Information security
We are ISO 27001 certified
In our daily business we develop software for the energy supply used by people and industries. This represents critical infrastructure for the respective countries and is particularly worth protecting.
As a rule, we work with sensitive data (e.g. network data) where stricter data protection regulations apply. Therefore, data protection and information security are a high priority for us.
ISO 27001
The ISO 27001 contains requirements for an information security management system (ISMS), which contributes indirectly to information security. Our ISMS consists of a risk-based process (requirement ISO 27001) which includes the following three goals for information security:
- Integrity
- Confidentiality
- Availability
These risks are assessed according to their possible extent of damage and prioritized accordingly. Derived measures are then used to reduce the possible extent of damage caused by the risks. The standard specifies 114 mandatory measures and additional measures are derived by us.
It is a systematic model in which certain rules and processes are defined within an organization in order to achieve the introduction, implementation, ongoing operation, maintenance, monitoring or review and improvement of an organization’s information security.
All risks are assessed in detail and the level of risk acceptance is determined. The rules and processes are defined in ISO27001.
Important information about our security process:
In December 2019 we achieved the ISO 27001 certification to increase our level of information security. Here you can download the certificate. To increase your level of trust in us, here we are providing some insights into our security workflow. If you need further information, please contact our security department.
Our information security process begins with your contact, for example by e-mail. We always handle your data confidentially.
Communication security
Our employees are equipped with an S/MIME certificate to enable encrypted communication to our conversation partners. When transferring bigger data, we provide an upload server to guarantee an encrypted transfer of information and access to security areas.
Storage of information on premise – Access Management
We follow the approach of the Need-to-know principle for all kinds of information and the Least-Privileged principle for the access of directories.

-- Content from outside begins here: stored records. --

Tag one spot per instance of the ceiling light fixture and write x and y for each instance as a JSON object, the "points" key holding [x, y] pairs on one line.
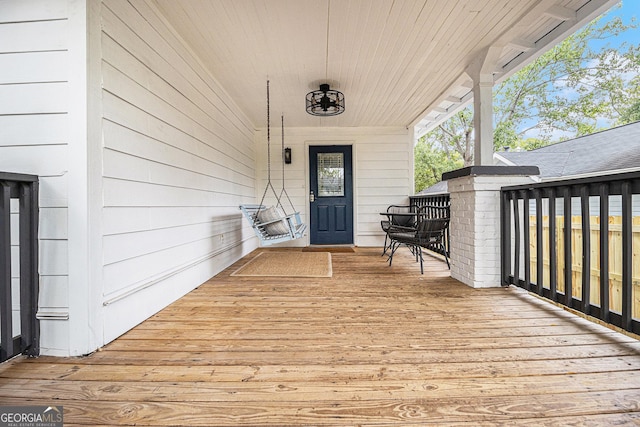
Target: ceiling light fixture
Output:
{"points": [[325, 102]]}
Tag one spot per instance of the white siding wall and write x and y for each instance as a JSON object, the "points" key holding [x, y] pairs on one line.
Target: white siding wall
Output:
{"points": [[178, 159], [143, 161], [34, 138], [382, 171]]}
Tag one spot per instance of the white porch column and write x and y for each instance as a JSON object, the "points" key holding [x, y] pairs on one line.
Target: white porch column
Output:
{"points": [[483, 120], [481, 70], [475, 220]]}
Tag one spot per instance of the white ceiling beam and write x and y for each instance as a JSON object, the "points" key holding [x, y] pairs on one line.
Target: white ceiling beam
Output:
{"points": [[561, 13], [521, 44], [573, 20]]}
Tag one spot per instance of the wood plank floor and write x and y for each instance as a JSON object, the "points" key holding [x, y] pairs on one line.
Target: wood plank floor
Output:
{"points": [[373, 345]]}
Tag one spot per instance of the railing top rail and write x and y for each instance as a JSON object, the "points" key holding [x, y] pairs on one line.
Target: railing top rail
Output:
{"points": [[18, 177], [426, 196], [598, 179]]}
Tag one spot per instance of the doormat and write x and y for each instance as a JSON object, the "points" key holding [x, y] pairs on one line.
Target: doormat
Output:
{"points": [[332, 249], [287, 264]]}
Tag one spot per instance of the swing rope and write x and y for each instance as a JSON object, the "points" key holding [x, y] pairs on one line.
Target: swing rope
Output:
{"points": [[284, 191], [269, 185]]}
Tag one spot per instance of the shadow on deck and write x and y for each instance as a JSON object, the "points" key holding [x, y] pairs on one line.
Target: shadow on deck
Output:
{"points": [[372, 345]]}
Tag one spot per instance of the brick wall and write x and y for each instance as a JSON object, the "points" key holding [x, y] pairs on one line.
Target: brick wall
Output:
{"points": [[475, 228]]}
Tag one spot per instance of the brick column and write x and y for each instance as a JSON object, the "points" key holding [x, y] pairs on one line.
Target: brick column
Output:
{"points": [[475, 220]]}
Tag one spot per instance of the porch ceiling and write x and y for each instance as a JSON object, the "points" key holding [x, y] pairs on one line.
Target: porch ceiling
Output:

Your information will be securely stored on our premises in our servers with an encrypted disk. Your information can only be accessed by selected employees that have special training in processing and protecting your information.

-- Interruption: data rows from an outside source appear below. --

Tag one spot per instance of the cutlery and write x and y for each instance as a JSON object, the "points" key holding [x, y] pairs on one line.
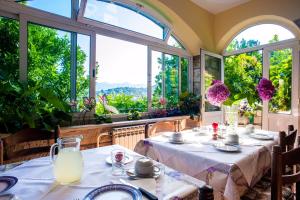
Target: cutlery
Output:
{"points": [[143, 191]]}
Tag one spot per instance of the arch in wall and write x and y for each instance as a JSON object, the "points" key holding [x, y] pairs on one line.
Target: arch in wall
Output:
{"points": [[263, 19]]}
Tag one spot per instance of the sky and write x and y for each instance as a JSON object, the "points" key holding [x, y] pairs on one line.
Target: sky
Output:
{"points": [[126, 62]]}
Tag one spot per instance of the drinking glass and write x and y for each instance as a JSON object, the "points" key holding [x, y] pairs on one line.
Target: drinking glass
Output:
{"points": [[68, 164], [117, 162]]}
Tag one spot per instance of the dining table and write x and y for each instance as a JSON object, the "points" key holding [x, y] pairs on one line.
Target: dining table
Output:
{"points": [[36, 179], [229, 173]]}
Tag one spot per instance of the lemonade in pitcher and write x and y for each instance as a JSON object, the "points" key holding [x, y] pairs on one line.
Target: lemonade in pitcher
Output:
{"points": [[68, 165]]}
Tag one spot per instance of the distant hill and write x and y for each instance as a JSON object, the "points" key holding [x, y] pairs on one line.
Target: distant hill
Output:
{"points": [[137, 92]]}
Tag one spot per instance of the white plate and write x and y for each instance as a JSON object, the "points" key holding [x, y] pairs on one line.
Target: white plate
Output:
{"points": [[176, 141], [128, 159], [226, 147], [131, 173], [167, 134], [262, 136]]}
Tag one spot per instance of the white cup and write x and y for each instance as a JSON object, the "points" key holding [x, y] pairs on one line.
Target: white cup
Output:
{"points": [[177, 137], [232, 139]]}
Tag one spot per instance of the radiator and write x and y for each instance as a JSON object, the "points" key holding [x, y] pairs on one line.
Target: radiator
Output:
{"points": [[128, 136]]}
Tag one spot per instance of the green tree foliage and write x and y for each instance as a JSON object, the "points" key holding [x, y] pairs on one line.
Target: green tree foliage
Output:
{"points": [[243, 72], [49, 58], [171, 77], [9, 48]]}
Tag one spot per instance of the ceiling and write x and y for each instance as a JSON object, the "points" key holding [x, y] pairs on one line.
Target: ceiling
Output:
{"points": [[217, 6]]}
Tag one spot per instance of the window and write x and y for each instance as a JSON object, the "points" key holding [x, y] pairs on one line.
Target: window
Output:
{"points": [[49, 59], [172, 41], [83, 66], [268, 33], [171, 67], [212, 71], [122, 75], [9, 48], [184, 65], [242, 73], [157, 78], [123, 16], [281, 77], [59, 7]]}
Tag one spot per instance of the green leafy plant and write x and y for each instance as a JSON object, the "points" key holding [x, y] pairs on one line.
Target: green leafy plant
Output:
{"points": [[189, 103], [28, 105], [100, 119]]}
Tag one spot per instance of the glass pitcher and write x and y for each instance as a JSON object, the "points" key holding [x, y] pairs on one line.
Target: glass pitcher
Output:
{"points": [[68, 164]]}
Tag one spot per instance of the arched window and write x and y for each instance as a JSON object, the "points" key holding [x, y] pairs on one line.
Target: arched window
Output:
{"points": [[259, 35], [124, 16]]}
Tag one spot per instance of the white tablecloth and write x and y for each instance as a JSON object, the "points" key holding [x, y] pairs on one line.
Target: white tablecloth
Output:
{"points": [[229, 173], [36, 180]]}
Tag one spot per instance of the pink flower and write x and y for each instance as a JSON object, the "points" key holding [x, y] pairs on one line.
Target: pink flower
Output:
{"points": [[162, 101], [265, 89], [217, 93]]}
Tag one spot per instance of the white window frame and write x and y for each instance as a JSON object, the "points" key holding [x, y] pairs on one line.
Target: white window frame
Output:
{"points": [[293, 44], [25, 15]]}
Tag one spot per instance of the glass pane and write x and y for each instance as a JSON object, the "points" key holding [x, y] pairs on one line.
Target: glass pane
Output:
{"points": [[49, 59], [122, 75], [59, 7], [268, 33], [213, 67], [184, 74], [157, 79], [173, 42], [281, 77], [83, 66], [242, 73], [171, 80], [120, 16], [9, 48]]}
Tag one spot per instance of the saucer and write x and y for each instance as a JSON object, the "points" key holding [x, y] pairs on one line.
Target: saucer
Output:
{"points": [[132, 174], [7, 182], [128, 159], [176, 141]]}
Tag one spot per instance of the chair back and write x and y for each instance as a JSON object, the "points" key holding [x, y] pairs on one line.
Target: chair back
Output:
{"points": [[158, 127], [280, 159], [290, 128], [26, 144], [287, 141], [189, 124]]}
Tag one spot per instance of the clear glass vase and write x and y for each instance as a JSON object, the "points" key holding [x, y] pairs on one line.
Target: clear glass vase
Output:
{"points": [[231, 118]]}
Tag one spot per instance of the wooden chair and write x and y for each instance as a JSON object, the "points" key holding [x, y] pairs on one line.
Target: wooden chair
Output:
{"points": [[26, 144], [104, 139], [279, 160], [290, 128], [287, 141], [156, 128], [128, 136]]}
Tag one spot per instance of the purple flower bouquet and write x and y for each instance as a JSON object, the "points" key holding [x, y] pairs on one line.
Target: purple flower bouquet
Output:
{"points": [[217, 93], [265, 89]]}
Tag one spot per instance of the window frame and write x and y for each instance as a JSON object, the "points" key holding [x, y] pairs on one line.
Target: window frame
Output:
{"points": [[25, 15], [293, 44], [133, 7]]}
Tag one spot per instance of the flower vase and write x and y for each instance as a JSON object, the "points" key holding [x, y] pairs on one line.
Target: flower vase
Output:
{"points": [[231, 118]]}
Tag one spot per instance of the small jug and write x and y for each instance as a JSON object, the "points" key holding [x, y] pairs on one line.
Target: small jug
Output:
{"points": [[68, 164]]}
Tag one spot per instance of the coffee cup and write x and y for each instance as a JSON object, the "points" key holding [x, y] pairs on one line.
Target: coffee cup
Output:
{"points": [[144, 167], [232, 139], [177, 137], [250, 128]]}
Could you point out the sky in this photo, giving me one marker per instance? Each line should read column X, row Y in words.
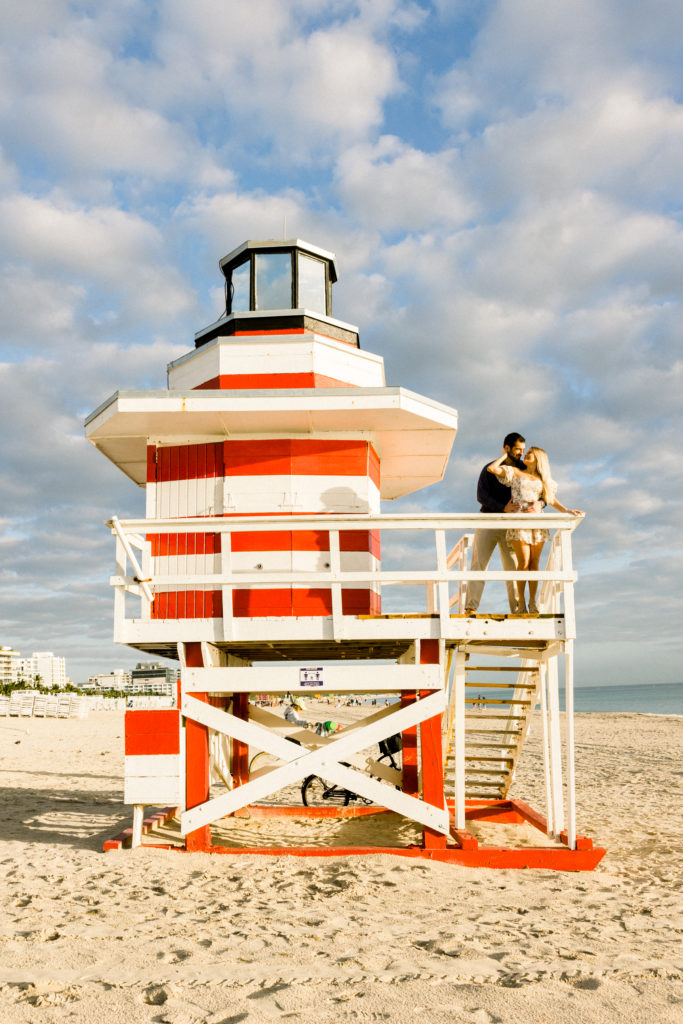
column 501, row 181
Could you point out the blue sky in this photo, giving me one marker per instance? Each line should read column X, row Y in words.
column 501, row 182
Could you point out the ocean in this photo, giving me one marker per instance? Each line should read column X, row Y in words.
column 646, row 698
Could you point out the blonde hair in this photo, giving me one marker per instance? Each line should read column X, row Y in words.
column 543, row 470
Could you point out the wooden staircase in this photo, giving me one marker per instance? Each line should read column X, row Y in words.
column 497, row 722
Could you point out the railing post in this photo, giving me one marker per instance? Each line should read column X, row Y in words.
column 555, row 744
column 568, row 693
column 459, row 738
column 567, row 588
column 335, row 571
column 226, row 590
column 197, row 754
column 550, row 816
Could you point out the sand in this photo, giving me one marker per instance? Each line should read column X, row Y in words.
column 161, row 936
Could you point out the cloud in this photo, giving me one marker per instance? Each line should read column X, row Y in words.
column 395, row 187
column 105, row 248
column 500, row 184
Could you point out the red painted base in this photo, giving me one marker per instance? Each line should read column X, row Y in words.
column 463, row 849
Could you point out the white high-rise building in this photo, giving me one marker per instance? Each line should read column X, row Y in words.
column 117, row 680
column 51, row 670
column 9, row 663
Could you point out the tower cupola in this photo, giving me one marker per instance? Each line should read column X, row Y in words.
column 278, row 284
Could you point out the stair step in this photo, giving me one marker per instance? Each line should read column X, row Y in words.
column 502, row 686
column 499, row 700
column 499, row 718
column 477, row 758
column 499, row 668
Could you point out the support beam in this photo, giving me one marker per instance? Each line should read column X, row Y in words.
column 197, row 755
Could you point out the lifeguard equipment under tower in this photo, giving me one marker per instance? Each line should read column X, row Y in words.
column 258, row 566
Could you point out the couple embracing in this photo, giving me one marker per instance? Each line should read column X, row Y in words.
column 516, row 481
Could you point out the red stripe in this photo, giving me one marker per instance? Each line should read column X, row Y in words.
column 188, row 462
column 152, row 732
column 161, row 742
column 266, row 602
column 283, row 458
column 307, row 379
column 300, row 458
column 183, row 544
column 305, row 540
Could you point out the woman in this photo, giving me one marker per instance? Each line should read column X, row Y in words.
column 528, row 485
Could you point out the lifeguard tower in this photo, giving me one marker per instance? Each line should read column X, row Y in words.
column 259, row 566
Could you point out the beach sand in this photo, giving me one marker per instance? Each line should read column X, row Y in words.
column 151, row 935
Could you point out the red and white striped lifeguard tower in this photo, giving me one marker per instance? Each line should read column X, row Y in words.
column 258, row 566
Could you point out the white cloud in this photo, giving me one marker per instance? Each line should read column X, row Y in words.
column 393, row 186
column 119, row 251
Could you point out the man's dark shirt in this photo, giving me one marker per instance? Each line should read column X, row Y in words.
column 492, row 495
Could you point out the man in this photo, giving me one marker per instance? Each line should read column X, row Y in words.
column 292, row 714
column 495, row 497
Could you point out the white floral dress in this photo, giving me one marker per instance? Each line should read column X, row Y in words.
column 524, row 491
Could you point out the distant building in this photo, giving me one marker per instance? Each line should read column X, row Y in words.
column 9, row 663
column 117, row 680
column 153, row 677
column 51, row 670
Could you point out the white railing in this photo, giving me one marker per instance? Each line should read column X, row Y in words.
column 443, row 578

Storage of information in the cloud
For storing information in the cloud, only certified data centers are utilized (OTC and AWS).
Within those data centers, we build up our own secure infrastructure.
Monitoring of our installations in the cloud
We monitor our systems around the clock. When any abnormal behavior is detected, our monitoring system enables us to quickly identify and investigate the issue.
Reaction to information security incidents
In case of an information security incident, our IS team executes an emergency management protocol designed to limit the negative impacts to our systems and our customers.